I hate the bitterness I can’t keep out of how I look at her.  “Gloomy Sonnet gave me away.  When you pass me on, I will open one last path.  But you can never give me back.”

“Oh, the Ragdoll speaks?”  I want crush it’s stupid head.  But I won’t.  I can’t.  “He can’t send you back, Ladybug.  But I can.  I can cast you back into the realigned universe.  Where-ever you would have ended up, assuming you even exist.  But I’m certain you do… or still could.  I can undo the wish you wish you never made to see the sky, my little Ladybug.”

“I climbed out of the mountain…”  Her voice carries vulnerability.  Confidence comes with uncertainty.  “I’ve seen the sky…”

It’s not even the second time I’ve seen that childlike wonder. It’s my first time seeing that big ass mass of empty Nope for the terrifying empty that always was behind her smile.  “Ladybug, he can’t put you back where you came from.  You don’t exist there anymore.”

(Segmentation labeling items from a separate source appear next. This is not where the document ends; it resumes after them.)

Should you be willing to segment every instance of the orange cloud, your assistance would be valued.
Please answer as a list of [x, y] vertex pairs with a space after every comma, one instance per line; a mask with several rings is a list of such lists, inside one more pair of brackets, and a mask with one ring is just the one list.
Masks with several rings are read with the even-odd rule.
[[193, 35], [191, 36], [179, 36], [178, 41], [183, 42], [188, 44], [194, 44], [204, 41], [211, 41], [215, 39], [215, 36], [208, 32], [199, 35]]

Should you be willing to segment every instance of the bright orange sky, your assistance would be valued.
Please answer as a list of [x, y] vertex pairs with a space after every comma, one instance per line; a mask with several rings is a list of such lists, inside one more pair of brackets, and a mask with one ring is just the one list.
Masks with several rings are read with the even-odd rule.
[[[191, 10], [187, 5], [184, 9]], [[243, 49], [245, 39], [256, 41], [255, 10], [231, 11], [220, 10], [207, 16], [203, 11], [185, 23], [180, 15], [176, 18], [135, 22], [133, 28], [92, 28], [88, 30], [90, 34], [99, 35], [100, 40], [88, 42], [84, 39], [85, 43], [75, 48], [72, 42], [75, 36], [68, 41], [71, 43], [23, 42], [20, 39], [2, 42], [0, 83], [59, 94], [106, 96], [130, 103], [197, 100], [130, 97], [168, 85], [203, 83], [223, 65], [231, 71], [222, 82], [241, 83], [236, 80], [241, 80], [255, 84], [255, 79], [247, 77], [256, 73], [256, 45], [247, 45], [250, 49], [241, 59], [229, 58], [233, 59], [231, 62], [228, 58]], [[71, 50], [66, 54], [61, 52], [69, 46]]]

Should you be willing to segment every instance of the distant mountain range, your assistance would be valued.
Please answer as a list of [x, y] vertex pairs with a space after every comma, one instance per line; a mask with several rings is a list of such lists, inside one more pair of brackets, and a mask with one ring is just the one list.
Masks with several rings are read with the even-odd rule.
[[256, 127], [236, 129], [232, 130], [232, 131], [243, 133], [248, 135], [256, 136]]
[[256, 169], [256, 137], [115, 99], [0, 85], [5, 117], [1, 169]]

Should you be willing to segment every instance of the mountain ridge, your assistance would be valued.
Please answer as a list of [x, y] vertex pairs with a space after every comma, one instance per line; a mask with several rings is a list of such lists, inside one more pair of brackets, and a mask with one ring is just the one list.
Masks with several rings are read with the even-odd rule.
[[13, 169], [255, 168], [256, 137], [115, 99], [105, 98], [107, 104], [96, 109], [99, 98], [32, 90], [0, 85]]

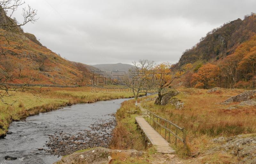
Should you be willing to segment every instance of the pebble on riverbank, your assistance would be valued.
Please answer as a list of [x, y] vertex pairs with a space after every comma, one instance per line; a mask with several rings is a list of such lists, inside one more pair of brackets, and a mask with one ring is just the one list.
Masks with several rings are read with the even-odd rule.
[[113, 118], [100, 119], [92, 124], [91, 129], [75, 135], [63, 132], [48, 135], [50, 141], [46, 143], [48, 149], [44, 150], [55, 155], [63, 156], [81, 150], [101, 147], [107, 148], [112, 138], [111, 132], [116, 125], [115, 114], [107, 115]]

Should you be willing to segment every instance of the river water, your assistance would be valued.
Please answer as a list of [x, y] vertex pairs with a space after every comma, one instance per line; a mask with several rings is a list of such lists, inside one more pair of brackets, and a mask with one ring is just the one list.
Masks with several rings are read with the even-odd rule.
[[[58, 138], [57, 137], [54, 138], [54, 136], [74, 135], [75, 137], [85, 132], [87, 134], [88, 132], [90, 134], [98, 132], [99, 129], [92, 129], [94, 128], [92, 127], [95, 123], [97, 124], [110, 121], [115, 121], [115, 116], [110, 114], [116, 112], [120, 108], [121, 103], [129, 99], [73, 105], [30, 116], [21, 121], [13, 122], [8, 130], [13, 133], [7, 134], [4, 139], [0, 139], [0, 164], [52, 164], [62, 157], [61, 155], [50, 154], [45, 150], [51, 150], [47, 145], [49, 142], [52, 143], [52, 141], [59, 142], [56, 139]], [[101, 136], [104, 134], [109, 134], [114, 128], [114, 126], [112, 126], [98, 132]], [[85, 138], [87, 138], [89, 142], [90, 138], [83, 137], [84, 139]], [[64, 139], [63, 140], [65, 141]], [[67, 142], [66, 144], [68, 144], [68, 142], [69, 141]], [[45, 150], [39, 150], [38, 148], [41, 148]], [[61, 148], [60, 148], [60, 151]], [[6, 160], [5, 157], [7, 155], [18, 159]]]

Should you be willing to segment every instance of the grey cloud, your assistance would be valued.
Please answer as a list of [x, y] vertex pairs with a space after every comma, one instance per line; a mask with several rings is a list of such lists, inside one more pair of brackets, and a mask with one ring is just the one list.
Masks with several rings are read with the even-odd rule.
[[[24, 31], [62, 57], [88, 64], [152, 56], [175, 63], [208, 32], [256, 12], [252, 0], [26, 0], [40, 18]], [[61, 2], [49, 14], [47, 2], [53, 7]]]

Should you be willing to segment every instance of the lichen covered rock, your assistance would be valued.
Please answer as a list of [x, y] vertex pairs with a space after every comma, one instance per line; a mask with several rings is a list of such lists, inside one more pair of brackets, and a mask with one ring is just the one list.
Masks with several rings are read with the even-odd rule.
[[137, 158], [142, 156], [143, 153], [143, 152], [135, 150], [110, 150], [97, 147], [82, 153], [72, 154], [53, 164], [108, 163], [113, 156]]
[[184, 103], [181, 102], [181, 100], [179, 100], [176, 97], [173, 97], [169, 100], [167, 104], [174, 105], [176, 109], [180, 109], [181, 108], [183, 107], [184, 105]]
[[213, 154], [220, 152], [222, 153], [230, 153], [236, 156], [238, 159], [242, 159], [256, 153], [256, 137], [244, 138], [234, 137], [228, 138], [227, 141], [228, 142], [225, 144], [211, 148], [205, 154]]

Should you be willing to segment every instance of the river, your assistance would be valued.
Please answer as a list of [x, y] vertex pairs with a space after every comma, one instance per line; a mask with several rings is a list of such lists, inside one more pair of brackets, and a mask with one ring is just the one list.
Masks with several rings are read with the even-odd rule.
[[13, 133], [0, 139], [0, 164], [52, 164], [66, 152], [107, 147], [116, 124], [113, 114], [129, 99], [76, 104], [13, 122], [8, 128]]

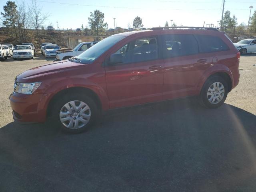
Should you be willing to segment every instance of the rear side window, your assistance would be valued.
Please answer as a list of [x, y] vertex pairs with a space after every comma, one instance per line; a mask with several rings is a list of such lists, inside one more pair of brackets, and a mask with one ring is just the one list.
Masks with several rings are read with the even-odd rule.
[[123, 64], [156, 59], [157, 39], [154, 37], [136, 39], [123, 46], [116, 53], [122, 54]]
[[162, 39], [165, 58], [198, 53], [198, 44], [192, 35], [164, 35]]
[[229, 50], [228, 46], [220, 38], [210, 35], [195, 35], [200, 53], [210, 53]]

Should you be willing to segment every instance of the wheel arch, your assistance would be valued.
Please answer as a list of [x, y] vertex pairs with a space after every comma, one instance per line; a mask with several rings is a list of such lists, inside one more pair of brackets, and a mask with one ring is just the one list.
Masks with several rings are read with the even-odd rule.
[[228, 67], [222, 64], [214, 65], [203, 74], [198, 83], [197, 87], [199, 91], [201, 92], [206, 80], [214, 76], [220, 76], [226, 81], [228, 86], [228, 92], [230, 92], [233, 85], [233, 75]]
[[50, 98], [47, 104], [46, 109], [47, 116], [49, 117], [51, 116], [54, 106], [54, 104], [60, 97], [63, 96], [64, 95], [74, 92], [79, 92], [89, 96], [95, 102], [98, 109], [100, 110], [102, 110], [102, 102], [98, 94], [95, 92], [92, 89], [86, 87], [72, 87], [60, 90]]

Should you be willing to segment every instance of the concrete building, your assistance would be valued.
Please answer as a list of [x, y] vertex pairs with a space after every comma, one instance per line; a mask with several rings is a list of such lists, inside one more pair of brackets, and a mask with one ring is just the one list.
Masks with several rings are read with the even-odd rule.
[[69, 35], [65, 37], [67, 40], [67, 46], [68, 49], [74, 49], [79, 43], [82, 42], [94, 41], [95, 36], [79, 35]]

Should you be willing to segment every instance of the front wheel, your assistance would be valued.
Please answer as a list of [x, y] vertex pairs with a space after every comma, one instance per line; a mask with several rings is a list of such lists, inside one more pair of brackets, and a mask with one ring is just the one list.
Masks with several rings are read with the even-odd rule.
[[69, 94], [55, 104], [52, 118], [62, 130], [72, 133], [83, 132], [96, 118], [97, 106], [90, 98], [78, 94]]
[[201, 91], [200, 99], [202, 105], [207, 108], [216, 108], [225, 102], [228, 95], [228, 84], [218, 76], [213, 76], [204, 83]]
[[241, 49], [240, 50], [240, 53], [241, 55], [245, 55], [247, 53], [247, 50], [245, 48]]

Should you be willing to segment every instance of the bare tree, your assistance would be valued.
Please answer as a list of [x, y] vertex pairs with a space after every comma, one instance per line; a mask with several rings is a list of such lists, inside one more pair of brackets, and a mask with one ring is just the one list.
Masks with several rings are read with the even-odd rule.
[[36, 33], [38, 33], [38, 29], [50, 15], [48, 13], [44, 14], [42, 13], [42, 8], [37, 4], [37, 0], [32, 0], [31, 8], [32, 23], [36, 29]]

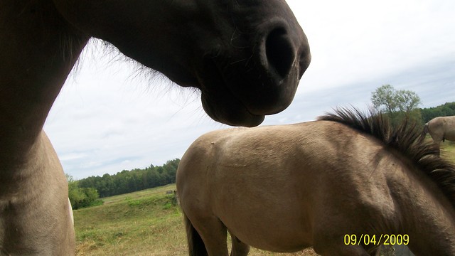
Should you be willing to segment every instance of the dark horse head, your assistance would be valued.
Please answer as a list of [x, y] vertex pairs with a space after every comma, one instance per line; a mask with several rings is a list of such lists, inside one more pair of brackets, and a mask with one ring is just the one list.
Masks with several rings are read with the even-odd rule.
[[304, 31], [284, 0], [54, 0], [82, 33], [181, 86], [205, 112], [255, 126], [287, 107], [310, 63]]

“I don’t exist.  Not my family, not the whole wide world, uncle.  Just me.”  The thing that looms over me is not a Princess of Cuddlemuffins.  The spots on her flared, pale grey elytra are dull black as the light of a cave.  Her carapace is the color of shadows that have never seen natural light.  Her equine body beneath her shell is bulky, but strangely flat.  Her four front legs are stubby, seeming to belong on a foal perhaps half her age.  Her rear hind legs would be proportional to a grown pony, but always crouched and ready to pounce.  Her snarling teeth reselmed a shark more than a pony.  She is a predator.  She is a Ladybug.